Supply chain issues and unethical business practices have become increasingly propelled into the public forum; with major fashion brands being implicated in the global issue of unsustainable and unethical sourcing, including modern slavery.
Business and Modern Slavery
Slavery has historically been associated with physical restraints but increasingly, people are being forced into slave like conditions with the use of coercion or threats. Modern day slavery takes many forms including forced labour, debt bondage, sexual exploitation and human trafficking. When it comes to business, what many people don’t realise is that paying workers below the minimum wage, forcing them to work or exposing them to unsafe working conditions could also leave them vulnerable to prosecution under today’s slavery legislation.
Unethical business practices in the fashion industry
In 2010, Channel 4’s Dispatches sent an undercover reporter into Leicester’s garment factories, they unearthed high street garments that were being produced by workers being paid only £2.50 per hour.
Only last year Dispatches again uncovered similar issues; they revealed that large fashion entities had underpaid workers within their supply chain. In another undercover operation they discovered that multiple garment factories based in Leicester, were paying their workers as little as £3 per hour – below half the National Minimum wage of £7.50. These factories were again producing clothes to be sold by both high street retailers and online brands.
Both fashion brands identified in 2017 responded to the investigation stating that the factories in question had been subcontracted and were not one of their authorised suppliers.

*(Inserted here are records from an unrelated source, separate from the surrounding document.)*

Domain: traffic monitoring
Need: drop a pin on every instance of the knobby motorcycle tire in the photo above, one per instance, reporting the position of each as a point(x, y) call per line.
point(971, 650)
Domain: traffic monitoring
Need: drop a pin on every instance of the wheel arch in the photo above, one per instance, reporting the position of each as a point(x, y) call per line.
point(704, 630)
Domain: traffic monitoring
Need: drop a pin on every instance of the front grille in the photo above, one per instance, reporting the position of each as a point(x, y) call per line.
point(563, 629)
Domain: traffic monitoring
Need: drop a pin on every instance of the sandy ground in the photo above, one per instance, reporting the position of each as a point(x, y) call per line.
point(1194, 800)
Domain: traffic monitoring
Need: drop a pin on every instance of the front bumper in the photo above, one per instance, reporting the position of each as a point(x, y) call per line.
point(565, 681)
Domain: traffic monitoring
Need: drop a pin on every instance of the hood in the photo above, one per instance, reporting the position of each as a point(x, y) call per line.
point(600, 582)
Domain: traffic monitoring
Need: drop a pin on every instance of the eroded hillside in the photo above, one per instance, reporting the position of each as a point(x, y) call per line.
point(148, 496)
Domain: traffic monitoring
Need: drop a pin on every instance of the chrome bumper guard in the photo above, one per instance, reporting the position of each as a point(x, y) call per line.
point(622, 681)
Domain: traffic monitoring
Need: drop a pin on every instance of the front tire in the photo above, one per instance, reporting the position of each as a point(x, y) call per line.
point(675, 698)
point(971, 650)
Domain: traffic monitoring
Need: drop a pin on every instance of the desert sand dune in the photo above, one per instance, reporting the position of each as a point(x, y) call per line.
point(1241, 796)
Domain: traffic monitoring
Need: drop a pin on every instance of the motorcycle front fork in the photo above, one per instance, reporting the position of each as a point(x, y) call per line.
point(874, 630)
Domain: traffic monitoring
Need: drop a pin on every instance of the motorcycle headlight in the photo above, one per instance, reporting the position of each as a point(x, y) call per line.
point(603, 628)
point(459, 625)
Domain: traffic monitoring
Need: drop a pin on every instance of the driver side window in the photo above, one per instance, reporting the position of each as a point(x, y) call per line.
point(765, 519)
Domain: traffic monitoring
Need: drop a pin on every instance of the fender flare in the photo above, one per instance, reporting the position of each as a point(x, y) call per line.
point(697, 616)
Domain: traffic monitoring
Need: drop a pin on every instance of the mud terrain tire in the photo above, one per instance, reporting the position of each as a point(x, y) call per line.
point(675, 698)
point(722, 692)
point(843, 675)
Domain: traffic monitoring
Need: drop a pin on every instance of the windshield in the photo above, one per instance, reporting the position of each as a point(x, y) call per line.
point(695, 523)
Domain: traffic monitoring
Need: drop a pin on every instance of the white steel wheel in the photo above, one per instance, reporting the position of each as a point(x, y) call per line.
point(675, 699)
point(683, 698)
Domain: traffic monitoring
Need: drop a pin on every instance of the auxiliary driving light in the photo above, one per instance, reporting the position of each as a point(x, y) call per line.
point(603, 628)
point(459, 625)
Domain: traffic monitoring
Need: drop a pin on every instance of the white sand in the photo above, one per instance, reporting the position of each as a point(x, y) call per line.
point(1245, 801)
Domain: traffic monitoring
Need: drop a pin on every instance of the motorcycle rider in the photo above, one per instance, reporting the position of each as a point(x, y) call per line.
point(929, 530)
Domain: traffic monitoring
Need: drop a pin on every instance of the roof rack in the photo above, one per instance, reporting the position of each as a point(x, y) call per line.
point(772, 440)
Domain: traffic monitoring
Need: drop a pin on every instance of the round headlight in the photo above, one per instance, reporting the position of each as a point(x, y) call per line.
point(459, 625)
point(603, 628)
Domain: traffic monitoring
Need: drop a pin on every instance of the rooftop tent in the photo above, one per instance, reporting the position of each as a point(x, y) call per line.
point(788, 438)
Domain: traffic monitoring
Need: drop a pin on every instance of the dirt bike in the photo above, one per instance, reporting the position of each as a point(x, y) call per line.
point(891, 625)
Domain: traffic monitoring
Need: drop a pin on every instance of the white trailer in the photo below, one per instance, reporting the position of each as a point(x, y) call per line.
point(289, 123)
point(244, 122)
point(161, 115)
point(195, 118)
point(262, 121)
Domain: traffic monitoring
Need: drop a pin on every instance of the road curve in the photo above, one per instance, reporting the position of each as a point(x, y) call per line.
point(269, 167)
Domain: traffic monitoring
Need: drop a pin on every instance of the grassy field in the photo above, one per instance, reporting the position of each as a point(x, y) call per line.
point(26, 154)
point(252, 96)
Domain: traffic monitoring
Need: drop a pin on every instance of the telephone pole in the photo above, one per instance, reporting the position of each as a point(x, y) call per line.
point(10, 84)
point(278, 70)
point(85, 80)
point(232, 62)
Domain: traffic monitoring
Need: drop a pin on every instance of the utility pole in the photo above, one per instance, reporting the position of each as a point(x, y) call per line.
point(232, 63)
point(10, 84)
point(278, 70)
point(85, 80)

The link between unethical business practices and brand image
A brand’s image is collated from all aspects of the business, from its beliefs and goals to its logo and colour scheme. Consumers make associations with the brand - but what happens when those associations are negative?
Nike fell victim to the potentially detrimental effects of negative brand image in the 1990’s. Currently worth $28 billion, Nike is undoubtedly a global leader in the world of sports footwear and clothing. Nonetheless, during the 1990s it was alleged that the company had major human rights abuses within its oversea supply chains. Once this information was revealed to the public, Nike’s brand reputation rapidly declined, leading customers to boycott stores.
This resulted in momentous consequences for the retailer including a direct decline in sales. The brand’s apparent deterioration lasted until 1998 when CEO Phil Knight recognised the need to improve public image in order to regain customers.
Occurrences below levels of visibility
One thing is clear: consumers are no longer satisfied to be purchasing products from retailers who could be viewed as being complacent in modern slavery. Branding expert Jeetendr Sehedv described Nike’s negative brand image as “one of the biggest challenges” that the company has faced as it seemed “impossible they could ever shake the perception”. Then Nike CEO Phil Knight acknowledged that the Nike product became “synonymous with slave wages, forced overtime and arbitrary abuse” and the effect that this was having on the brand.
Consumers do not differentiate between the ethical practices of a retailer and its suppliers, they do associate a brand with the unethical practices of those further down its supply chain.
A recent study found that unsustainable behaviour can cause consumers to engage in behaviour such as boycotting, with three quarters of participants indicating that they would not purchase from the offending business again.
Companies need to ask whether they are really managing the situation and in control, or just hoping they are not the ones who get caught.
Roy Williams, managing director of Vendigital
Ensuring ethical business practices
The financial implications of brand damage can be colossal.
Car maker VW are expected to have lost $10 billion in brand value since the emissions scandal in 2015. Businesses that practice unethically and unsustainably could see a negative impact on their own success. shareholders and investors need to feel they can trust a business and have confidence in them. By not tackling these areas shareholders and investors might lose trust, lose interest and in turn, decide not to invest.
This can be the same with employee engagement and retention. If an employee feels that it’s employer isn’t pushing to do the right thing, by ensuring their supply chain treats the people and the planet with respect or fairness, they may feel a lack of motivation that could result in them deciding to leave.
When employees see, hear or experience negative behaviour or practices misaligned with their principles, their trust and loyalty to the company erode. Hence ethics = higher engagement + retention.
Deborah Webster, business culture specialist
Transparency is key
It is important to recognise that there are examples of how positive behaviour and an openness to address potential issues can have a highly positive impact.
If a business has a good sense of social responsibility and is helping contribute towards a better world, the customers are going to be happy, the business will gain trust and loyalty not only with its customers, but with staff and investors. Potentially leading to an improved brand reputation and potentially leading to extra investment or funding.
One thing is clear; to ensure a reputable brand image is maintained, retailers must obtain visibility of their entire supply chain and all of those within it.